Nvidia GreenBoost: Open-Source Linux Kernel Module Extends GPU VRAM for LLM Inference via DDR4 and NVMe

Independent developer Ferran Duarri released GreenBoost on March 14, 2026, an open-source Linux kernel module and CUDA userspace shim that extends GPU VRAM using system DDR4 RAM and NVMe storage, with no changes required to inference software. Licensed under GPL v2 and published on GitLab, the project emerged from a concrete problem: Duarri's RTX 5070 carries 12 GB of VRAM, but he wanted to run glm-4.7-flash:q8_0, a 31.8 GB quantized model, without the 5-10x throughput penalty of CPU layer offloading or the quality degradation of aggressive requantization. The solution routes overflow memory allocations to system RAM via DMA-BUF and CUDA external memory imports over the PCIe 4.0 x16 link, yielding roughly 32 GB/s of effective bandwidth — far below on-die VRAM speeds but substantially faster than CPU offloading approaches used by llama.cpp and similar tools.
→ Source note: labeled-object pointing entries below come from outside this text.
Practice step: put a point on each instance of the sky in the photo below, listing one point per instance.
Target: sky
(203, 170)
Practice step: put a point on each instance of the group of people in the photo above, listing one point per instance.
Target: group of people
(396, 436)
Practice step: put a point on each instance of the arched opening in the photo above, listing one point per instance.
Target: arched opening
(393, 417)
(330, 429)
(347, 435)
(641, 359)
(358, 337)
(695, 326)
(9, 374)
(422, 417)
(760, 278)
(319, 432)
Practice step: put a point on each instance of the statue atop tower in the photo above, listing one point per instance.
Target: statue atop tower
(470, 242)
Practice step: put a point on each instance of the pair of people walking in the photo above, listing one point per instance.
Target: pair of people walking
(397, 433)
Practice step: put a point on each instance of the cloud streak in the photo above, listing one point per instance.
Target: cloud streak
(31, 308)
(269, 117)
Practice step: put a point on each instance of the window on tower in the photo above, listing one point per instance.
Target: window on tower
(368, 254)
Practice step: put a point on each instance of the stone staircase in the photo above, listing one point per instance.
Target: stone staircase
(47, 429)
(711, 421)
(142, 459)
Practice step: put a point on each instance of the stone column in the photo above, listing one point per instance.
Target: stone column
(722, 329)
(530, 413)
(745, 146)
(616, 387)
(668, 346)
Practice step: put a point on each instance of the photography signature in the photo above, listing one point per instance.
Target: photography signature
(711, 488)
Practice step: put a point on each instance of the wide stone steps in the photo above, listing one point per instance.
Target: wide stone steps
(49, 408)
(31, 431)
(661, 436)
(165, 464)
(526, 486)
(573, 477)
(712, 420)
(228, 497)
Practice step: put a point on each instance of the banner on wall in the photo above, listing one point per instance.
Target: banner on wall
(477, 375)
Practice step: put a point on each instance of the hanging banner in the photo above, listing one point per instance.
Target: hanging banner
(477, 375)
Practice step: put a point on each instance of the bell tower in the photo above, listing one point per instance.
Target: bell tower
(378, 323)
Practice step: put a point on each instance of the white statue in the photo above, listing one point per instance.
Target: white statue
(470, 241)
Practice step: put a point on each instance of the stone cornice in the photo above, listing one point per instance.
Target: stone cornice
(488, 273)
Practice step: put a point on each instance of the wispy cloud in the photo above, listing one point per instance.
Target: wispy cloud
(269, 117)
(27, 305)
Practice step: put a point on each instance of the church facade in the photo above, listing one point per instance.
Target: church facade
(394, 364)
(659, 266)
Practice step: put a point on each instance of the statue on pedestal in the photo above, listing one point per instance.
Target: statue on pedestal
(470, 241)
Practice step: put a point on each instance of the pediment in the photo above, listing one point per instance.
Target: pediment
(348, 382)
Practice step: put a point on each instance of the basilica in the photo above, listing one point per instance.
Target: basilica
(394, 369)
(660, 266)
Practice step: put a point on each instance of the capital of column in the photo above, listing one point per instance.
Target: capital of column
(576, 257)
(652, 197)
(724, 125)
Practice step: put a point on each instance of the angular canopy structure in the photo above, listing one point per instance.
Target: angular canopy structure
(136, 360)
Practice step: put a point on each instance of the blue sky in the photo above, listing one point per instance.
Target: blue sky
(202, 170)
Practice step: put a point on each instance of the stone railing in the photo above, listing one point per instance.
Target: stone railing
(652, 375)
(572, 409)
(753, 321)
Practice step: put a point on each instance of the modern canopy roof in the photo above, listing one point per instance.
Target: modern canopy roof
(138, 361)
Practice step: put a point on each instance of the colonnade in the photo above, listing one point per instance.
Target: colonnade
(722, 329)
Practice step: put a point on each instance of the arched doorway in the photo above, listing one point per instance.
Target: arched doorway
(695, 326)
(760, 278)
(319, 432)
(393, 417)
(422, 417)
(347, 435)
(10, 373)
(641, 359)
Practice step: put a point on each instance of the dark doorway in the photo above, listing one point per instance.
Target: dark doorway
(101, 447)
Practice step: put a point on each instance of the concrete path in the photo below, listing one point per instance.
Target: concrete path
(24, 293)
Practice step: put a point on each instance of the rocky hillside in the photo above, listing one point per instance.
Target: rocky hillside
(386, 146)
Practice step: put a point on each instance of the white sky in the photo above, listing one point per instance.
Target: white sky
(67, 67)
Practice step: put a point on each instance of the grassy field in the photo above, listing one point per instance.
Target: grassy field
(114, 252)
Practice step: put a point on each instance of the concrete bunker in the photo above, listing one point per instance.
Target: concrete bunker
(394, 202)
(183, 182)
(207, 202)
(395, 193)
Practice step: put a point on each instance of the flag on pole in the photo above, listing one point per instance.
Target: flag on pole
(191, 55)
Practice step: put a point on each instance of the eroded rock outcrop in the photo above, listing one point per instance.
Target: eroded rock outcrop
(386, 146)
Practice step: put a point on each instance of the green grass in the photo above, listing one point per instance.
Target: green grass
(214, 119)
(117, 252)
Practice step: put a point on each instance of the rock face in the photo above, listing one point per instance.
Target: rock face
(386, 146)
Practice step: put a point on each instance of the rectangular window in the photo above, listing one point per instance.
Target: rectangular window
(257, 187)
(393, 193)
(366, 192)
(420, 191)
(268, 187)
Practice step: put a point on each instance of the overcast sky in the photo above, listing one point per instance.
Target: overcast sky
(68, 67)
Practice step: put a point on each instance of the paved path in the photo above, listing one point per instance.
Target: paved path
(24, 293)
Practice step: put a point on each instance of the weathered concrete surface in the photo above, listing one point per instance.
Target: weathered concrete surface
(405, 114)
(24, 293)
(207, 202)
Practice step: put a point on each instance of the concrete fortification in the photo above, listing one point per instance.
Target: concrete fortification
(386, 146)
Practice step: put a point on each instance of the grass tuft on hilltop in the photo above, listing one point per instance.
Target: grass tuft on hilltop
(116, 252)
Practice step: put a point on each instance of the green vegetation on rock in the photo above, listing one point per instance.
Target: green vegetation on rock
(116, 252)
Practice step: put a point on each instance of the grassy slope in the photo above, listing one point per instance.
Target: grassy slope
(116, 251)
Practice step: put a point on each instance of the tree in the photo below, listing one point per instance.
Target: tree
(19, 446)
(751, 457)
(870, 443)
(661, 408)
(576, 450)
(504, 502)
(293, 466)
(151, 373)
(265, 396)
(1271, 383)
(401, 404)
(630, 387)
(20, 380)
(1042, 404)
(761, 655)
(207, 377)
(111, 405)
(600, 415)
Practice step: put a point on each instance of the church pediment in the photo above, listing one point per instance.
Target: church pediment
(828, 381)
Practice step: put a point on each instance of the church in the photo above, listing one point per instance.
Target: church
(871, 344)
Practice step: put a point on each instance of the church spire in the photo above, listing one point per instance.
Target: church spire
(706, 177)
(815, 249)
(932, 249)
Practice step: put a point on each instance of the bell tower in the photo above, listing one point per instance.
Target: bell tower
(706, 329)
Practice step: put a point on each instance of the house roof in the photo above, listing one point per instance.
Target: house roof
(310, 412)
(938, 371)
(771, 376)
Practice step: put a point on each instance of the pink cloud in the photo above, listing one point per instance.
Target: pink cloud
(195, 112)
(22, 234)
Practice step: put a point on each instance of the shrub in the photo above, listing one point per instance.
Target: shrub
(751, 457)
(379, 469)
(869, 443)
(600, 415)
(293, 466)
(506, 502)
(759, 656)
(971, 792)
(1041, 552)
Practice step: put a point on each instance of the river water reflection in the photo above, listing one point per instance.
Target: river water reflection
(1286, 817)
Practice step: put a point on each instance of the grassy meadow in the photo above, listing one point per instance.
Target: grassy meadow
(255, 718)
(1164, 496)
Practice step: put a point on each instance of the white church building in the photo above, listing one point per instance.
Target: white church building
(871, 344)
The architecture splits into two cooperating components. A kernel module (greenboost.ko) allocates pinned DDR4 pages using 2 MB compound pages for efficiency, exports them as DMA-BUF file descriptors, and lets the GPU import them as CUDA external memory — from the CUDA runtime's perspective, those pages simply look like device-accessible memory. A CUDA shim (libgreenboost_cuda.so), injected via LD_PRELOAD, intercepts cudaMalloc, cudaMallocAsync, and related calls, passing small allocations through to the standard runtime while redirecting large ones — model weights and KV cache that overflow VRAM — to the kernel module. Ollama resolves GPU symbols internally via dlopen and dlsym, bypassing LD_PRELOAD, so the shim also intercepts dlsym itself using dlvsym bootstrapped with a GLIBC version tag to return hooked versions of cuDeviceTotalMem_v2 and nvmlDeviceGetMemoryInfo, preventing Ollama from seeing only the physical 12 GB and pushing layers to the CPU.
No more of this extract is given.